Franklin, the fifteenth of seventeen children, the son of a candle and soap maker, enjoyed only two years of formal schooling. Yet he was one of the most eminent scientists of his time. He mastered several languages, and studied philosophy, religion, and morality. And the self-taught Franklin founded and generously supported several schools and colleges, making access to education available to countless others. 

Murray, orphaned at a young age, a descendent of slaves and slaveholders, pursued her studies with unrelenting zeal. Rejected from the University of North Carolina on account of her race and from Harvard on account of her sex, she earned degrees from Hunter College, Howard University, Berkeley, and Yale. Then, after working in the law, and becoming a tenured professor at Brandeis, Murray decided to become a student again. At the age of 62, she entered seminary and was ordained as an Episcopal priest.

Like Franklin and Murray, students today come to Yale from a wide variety of backgrounds. They hail from every corner of the globe, and many make great sacrifices to get here. For Yale—long one of America’s great research universities— Yale reaches across borders, across whatever lines seek to divide and contain people, because knowledge and ideas must travel far and freely.

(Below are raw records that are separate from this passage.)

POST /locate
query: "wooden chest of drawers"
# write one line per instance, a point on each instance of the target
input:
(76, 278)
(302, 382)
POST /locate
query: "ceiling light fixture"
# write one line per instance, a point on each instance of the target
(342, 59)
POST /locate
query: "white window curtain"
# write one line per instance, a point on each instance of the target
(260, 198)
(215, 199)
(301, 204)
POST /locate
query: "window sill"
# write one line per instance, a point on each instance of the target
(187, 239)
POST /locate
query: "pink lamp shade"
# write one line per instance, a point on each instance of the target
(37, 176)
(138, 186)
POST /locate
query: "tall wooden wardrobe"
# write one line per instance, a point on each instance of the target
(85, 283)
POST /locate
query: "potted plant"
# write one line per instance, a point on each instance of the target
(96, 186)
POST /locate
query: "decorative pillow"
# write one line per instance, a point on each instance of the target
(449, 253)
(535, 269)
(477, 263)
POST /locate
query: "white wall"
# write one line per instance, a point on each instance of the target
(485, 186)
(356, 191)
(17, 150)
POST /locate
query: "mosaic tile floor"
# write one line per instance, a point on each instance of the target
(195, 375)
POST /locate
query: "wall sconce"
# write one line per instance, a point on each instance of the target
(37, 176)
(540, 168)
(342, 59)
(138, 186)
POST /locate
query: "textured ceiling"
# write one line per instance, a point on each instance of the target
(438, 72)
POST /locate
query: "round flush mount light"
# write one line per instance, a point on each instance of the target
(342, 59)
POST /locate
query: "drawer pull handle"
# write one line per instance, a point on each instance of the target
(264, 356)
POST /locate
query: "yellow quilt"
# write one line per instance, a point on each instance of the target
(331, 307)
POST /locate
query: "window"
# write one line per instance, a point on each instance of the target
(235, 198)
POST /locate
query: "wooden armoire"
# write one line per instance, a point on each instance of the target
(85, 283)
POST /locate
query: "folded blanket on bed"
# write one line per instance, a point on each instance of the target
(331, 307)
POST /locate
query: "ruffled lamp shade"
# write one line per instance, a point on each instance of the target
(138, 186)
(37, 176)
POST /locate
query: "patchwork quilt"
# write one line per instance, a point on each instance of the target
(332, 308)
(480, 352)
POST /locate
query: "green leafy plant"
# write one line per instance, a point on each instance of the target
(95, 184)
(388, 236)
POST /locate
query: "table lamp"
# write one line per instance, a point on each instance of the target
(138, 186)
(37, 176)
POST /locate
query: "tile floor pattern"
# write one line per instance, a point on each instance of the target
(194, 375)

Benjamin Franklin, a cosmopolitan statesman who spent many years in England and Europe, understood this. He sent scholarly books to his friend, Yale president Ezra Stiles, for Yale’s library. Today, the Franklin Papers represent one of Yale’s greatest collections and a magnificent treasure—now accessible in digital form to scholars around the world.

Pauli Murray, two centuries later, had traveled to Ghana to teach law. But internal pressures in that new country, as well as her desire to contribute to the civil rights movement at home, led her back to the United States. She enrolled in Yale Law School to pursue a doctor of jurisprudence degree. The fruits of that decision—her scholarship and advocacy both at Yale and for years after—would reverberate around the world in advances for women and people of color. 

In their shared commitment to education, understanding, and service to others, Benjamin Franklin and Pauli Murray exemplify Yale’s mission and our highest aspirations. For Yale educates women and men who write important chapters in the history of our nation and our world. Only years from now, when we see what the graduates of Franklin and Murray colleges have accomplished as scientists, inventors, artists, and leaders—only then will we be able to take the measure of what they have added to the sum of human achievement and happiness. I am confident that the results will be extraordinary.

As Franklin himself wrote, “An investment in knowledge always pays the best interest.” 

Today we celebrate one of the finest investments in knowledge—and in the future—that has ever been made at Yale.

Thank you for all that you have invested in this stunning accomplishment.